Prada rafforza la sua strategia digitale con un accordo con Adobe che le permetterà di analizzare i dati registrati nell'interazione coi clienti sul web e nei sui 634 negozi. È solo l'ultimo episodio del riposizionamento degli investimenti della moda, sempre più interessata alle 'pepite d'oro' della miniera dei Big Data.

Uno store Moncler - @moncler


Un interesse sostanziato dai numeri. Per Boston Consulting entro il 2020 il 25% delle vendite fashion sarà sul web.
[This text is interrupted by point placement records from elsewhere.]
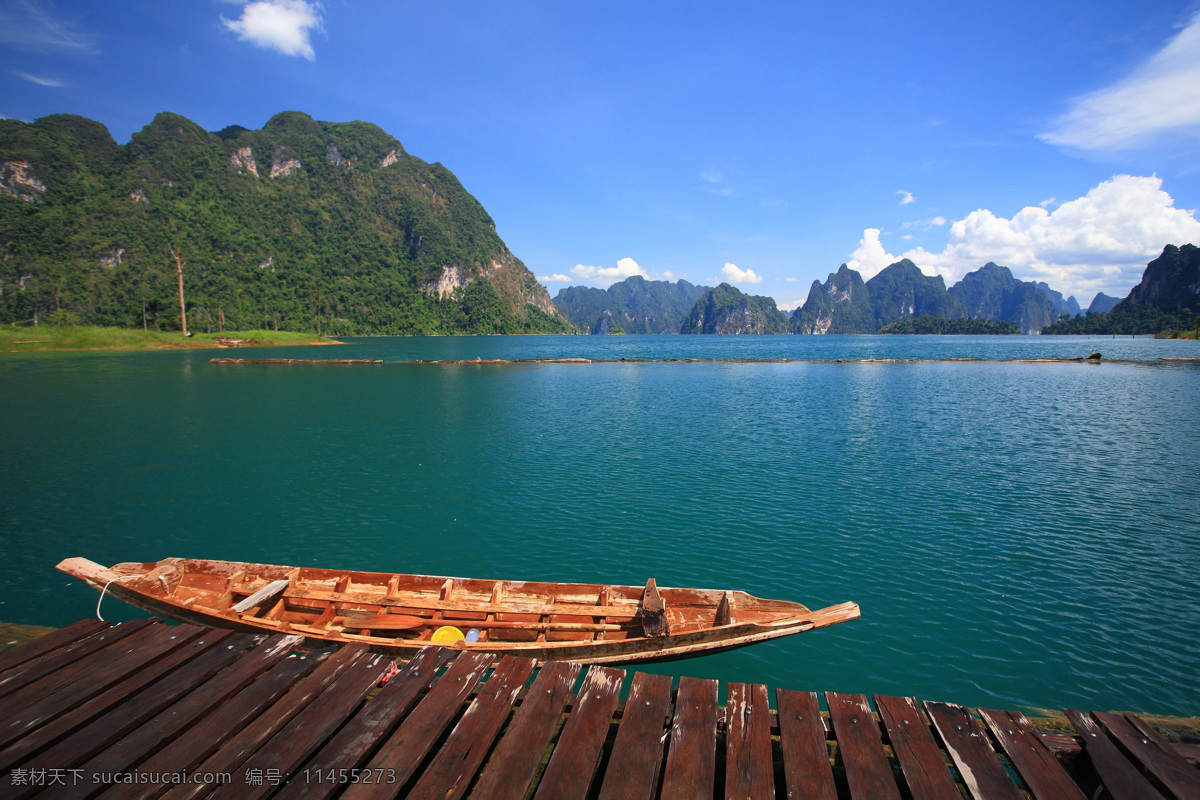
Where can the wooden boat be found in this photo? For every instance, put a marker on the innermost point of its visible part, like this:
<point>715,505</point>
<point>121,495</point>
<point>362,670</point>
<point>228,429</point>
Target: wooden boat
<point>401,613</point>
Ma è riduttivo considerare la strategia digitale solo per l'e-commerce. Ci sono anche social media, influencer e siti.

Piattaforme web, logistica e analisi dei dati richiedono però enormi risorse. Per questo i colossi mondiali del lusso hanno potuto portarsi avanti. Kering dal 2017 ha un Chief Digital Officer per la trasformazione digitale, con progetti pilota che utilizzano i Big Data per mandare messaggi personalizzati ai clienti, in base alle loro preferenze, ricerche o acquisti.

Nel 2018 le vendite del gruppo di Pinault sono cresciute del 26,6%; quelle del suo 'campione' Gucci del 33,4%, e quest'anno il commercio online potrebbe superare il miliardo. Nel 2018 per ricomperare tutta Yoox-Net-à-Porter (l'apripista delle vendite online nella moda dell'italianissimo Federico Marchetti) il gruppo Richemont ha speso 2,7 miliardi.

Anche in Italia ci sono esempi d'innovazione. Miroglio Fashion (con marchi come Elena Mirò o Motivi) ha scommesso sulla multicanalità, istituzionalizzando lo 'showrooming', cioè l'abitudine di provare un abito in negozio per acquistarlo online. Sono nati così negozi fisici dove si possono provare le cose per poi acquistarle sul web. L'azienda è stata ripagata: l'anno scorso il fatturato da e-commerce è cresciuto dell'87%.

Altre italiane hanno dovuto recuperare terreno. Prada ha dedicato buona parte dei 284 milioni degli investimenti 2018 a riallineare la strategia, anche con nuovi siti, app per tracciare l'autenticità dei prodotti e perfino un account su Spotify. Un percorso simile sembra averlo imboccato Ferragamo. Dopo un 2018 deludente, con l'utile in calo del 21,1%, nei primi tre mesi dell'anno lo stesso utile ha messo il turbo (+23,5%). Dietro c'è il nuovo corso dalla CEO, Micaela Le Divelec Lemmi, non a caso con un passato in Gucci. Un approccio "più emozionale e coinvolgente" che punta alla fedeltà dei clienti, con investimenti in linea con il passato, ma focalizzati su marketing, influencer e i social media. Il cui ruolo dei consumatori è la leva più importante in Cina, ha spiegato Le Divelec: due volte di più rispetto a Europa e USA.

Moncler in questo senso ha fatto scuola. La creatura di Remo Ruffini macina utili (332,4 milioni nel 2018, +33%) e ricavi (1,42 miliardi, +22%). Una buona parte proprio in Asia. Dietro al successo c'è anche il progetto Moncler Genius, lanciato nel febbraio 2018 arruolando designer per capsule collection svelate con cadenza regolare per dare al consumatore sempre qualcosa di nuovo. Iniziativa considerata vincente, non tanto per i prodotti Genius venduti, ma per l'aumento del traffico sul sito (+33% di visite) e nei negozi (+10% di ingressi) che ha generato.